Did you hold any type of memorial for Maison?
I didn't want to make it a thing and just went dancing after I deleted the account. I had a really fun time dancing by myself, feeling the weight off my shoulders and realizing that I now have space and time for other things. It felt good to let go. The account gave me a lot of independence and stability but it was a burden at the same time.
R.I.P. Maison Hefner.
Where do the statements that you’re known for come from?
My texts are like snapshots, similar to photos. They’re memories or notes from certain moments in my life: observations from things that happened to me, things that I thought of, dreams, etc. I basically just write whenever I have time and I write until my head is empty. I have a lot of input and I need to let all of it spill out. It’s how I process things. I take out the trash.
Love that.
And I keep them all in shoe boxes, like time capsules.
That reminds me of when I go home and get to flip through the box my mom keeps all of my stuff from growing up in. I give her a hard time for it sometimes but I’m actually so glad she’s kept it all for me.
It's 100 percent like that. There's no order whatsoever. I can only roughly guess what time things are from based on the style of my handwriting or the content.
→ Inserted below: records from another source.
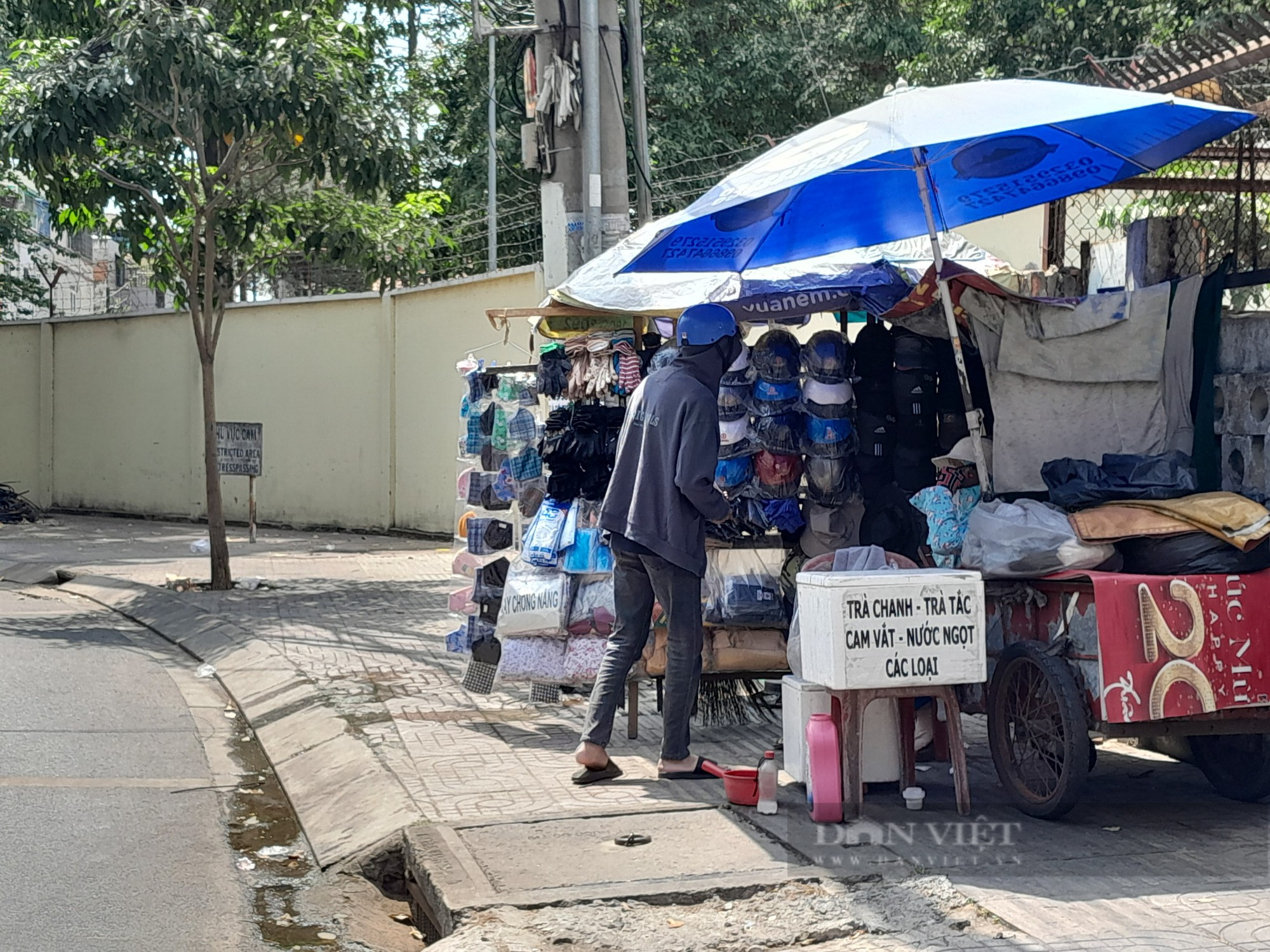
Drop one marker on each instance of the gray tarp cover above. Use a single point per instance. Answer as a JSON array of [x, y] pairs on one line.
[[1080, 381]]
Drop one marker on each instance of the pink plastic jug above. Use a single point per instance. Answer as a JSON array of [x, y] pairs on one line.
[[825, 769]]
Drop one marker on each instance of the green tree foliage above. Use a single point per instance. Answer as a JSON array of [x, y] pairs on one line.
[[219, 138], [20, 291]]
It’s interesting seeing how my handwriting has developed over the last decade. I have multiple different styles of handwriting depending on what I’m writing or how I’m feeling.
How important are these statements to your work?
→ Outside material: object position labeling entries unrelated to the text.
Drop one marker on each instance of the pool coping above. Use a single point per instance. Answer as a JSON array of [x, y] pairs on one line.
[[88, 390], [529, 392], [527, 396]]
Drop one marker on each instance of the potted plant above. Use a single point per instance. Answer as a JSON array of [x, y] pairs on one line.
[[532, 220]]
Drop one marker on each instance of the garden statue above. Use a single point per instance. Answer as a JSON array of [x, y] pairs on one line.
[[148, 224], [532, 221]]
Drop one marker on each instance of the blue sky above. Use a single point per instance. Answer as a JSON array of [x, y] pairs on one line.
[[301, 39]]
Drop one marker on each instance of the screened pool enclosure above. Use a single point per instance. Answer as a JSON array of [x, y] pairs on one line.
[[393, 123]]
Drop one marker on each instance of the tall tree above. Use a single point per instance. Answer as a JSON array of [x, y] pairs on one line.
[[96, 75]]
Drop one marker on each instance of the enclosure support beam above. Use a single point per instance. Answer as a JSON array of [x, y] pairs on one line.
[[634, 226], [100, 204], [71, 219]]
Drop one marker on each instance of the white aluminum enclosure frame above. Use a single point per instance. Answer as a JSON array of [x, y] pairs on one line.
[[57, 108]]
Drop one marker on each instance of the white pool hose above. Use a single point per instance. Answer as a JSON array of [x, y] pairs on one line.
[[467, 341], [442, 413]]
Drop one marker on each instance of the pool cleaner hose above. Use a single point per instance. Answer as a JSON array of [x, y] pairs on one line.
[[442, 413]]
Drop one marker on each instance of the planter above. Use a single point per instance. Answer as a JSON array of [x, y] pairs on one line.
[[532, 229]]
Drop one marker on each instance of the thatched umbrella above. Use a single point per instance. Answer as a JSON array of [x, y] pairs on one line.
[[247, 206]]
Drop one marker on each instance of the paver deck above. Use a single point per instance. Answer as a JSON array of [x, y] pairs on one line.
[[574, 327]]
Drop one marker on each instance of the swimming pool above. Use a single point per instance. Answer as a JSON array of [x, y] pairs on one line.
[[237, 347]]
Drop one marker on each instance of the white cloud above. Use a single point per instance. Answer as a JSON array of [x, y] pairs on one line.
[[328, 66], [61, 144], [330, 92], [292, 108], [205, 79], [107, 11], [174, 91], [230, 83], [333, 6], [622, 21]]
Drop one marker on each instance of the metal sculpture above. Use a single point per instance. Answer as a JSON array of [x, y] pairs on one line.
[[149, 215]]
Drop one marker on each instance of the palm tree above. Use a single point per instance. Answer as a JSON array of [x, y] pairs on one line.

Text is always the foundation of my work, but not always the visible end product. It is the basis for my ideas but from there my thoughts develop. I think of it the same as writing a script. You might start with black words on white paper but it eventually becomes a vivid moving image.
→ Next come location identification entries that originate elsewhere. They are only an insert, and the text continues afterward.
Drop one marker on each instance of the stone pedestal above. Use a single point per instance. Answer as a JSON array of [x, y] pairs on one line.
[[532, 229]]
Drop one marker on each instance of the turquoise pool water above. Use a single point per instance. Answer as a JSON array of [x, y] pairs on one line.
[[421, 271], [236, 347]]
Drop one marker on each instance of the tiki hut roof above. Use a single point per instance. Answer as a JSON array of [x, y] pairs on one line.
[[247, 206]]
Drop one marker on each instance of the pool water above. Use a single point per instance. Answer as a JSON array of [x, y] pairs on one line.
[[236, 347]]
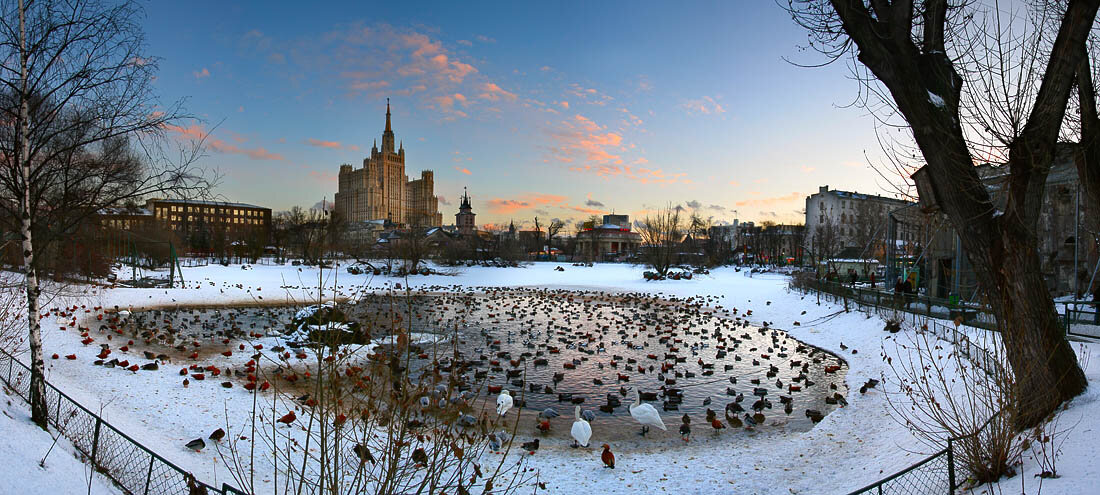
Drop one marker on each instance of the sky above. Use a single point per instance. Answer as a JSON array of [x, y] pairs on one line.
[[540, 109]]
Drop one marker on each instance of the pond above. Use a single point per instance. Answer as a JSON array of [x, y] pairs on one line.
[[556, 349]]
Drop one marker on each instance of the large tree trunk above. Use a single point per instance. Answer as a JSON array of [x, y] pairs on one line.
[[1001, 245], [37, 393]]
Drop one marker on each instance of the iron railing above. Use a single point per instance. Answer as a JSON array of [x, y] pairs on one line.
[[131, 465]]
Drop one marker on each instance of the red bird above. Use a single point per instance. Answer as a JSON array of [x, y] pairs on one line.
[[607, 457], [288, 418]]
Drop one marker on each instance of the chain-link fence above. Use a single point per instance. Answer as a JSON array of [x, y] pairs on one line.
[[132, 466]]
To be honest, because of Maison Hefner, I mostly know you for your tattoos. What has your art journey looked like though outside of that?
Although I went to an art school I didn’t learn to paint until after. I taught myself. And I started doing small shows with my friends, which is how I met my gallerist, André Schlechtriem. He gave me the opportunity to have my first big gallery show at Dittrich & Schlechtriem. I developed the idea for an installation called “If This Is You Who Am I”. It combined poetry and painting with sound and light and was brought to life in collaboration with Yasmina Dexter and Elias Asisi.
Do you want to talk more about the show you just finished at NAK Neuer Aachener Kunstverein, THANK GOD GOD IS DEAD?
My father died when I was only 18 years old and I felt alone trying to confront my thoughts and questions about it. Writing was a way of processing this grief through a creative channel. It helped me understand myself better as a human — a human that will also die at some point. Sooner or later. I feel like death is a subject people do not necessarily feel comfortable talking about so I wanted to create a space where one can engage with it as part of a collective experience.
The main piece incorporates three coffin-like beds and a sound piece, made again in collaboration with Yasmina Dexter. It repeats a long list of aphorisms: “THANK GOD CAPITALISM IS DEAD,” “THANK GOD SOCIAL MEDIA IS DEAD” and “THANK GOD NOTHING IS DEAD.” The audience is invited to lay in the coffins and I personally found it interesting looking at the people and just wondering what they were going through as they listened.
So are you done doing tattoos… forever?
Maybe not forever. I don’t like the word “forever,” for obvious reasons. But I think for now, I’ve done everything that I wanted to do with tattooing.
Do you have a favorite quote? One that’s not yours.
I have a cap by the artist Jenny Holzer that states, “PROTECT ME FROM WHAT I WANT.” I stole it. It doesn’t always work.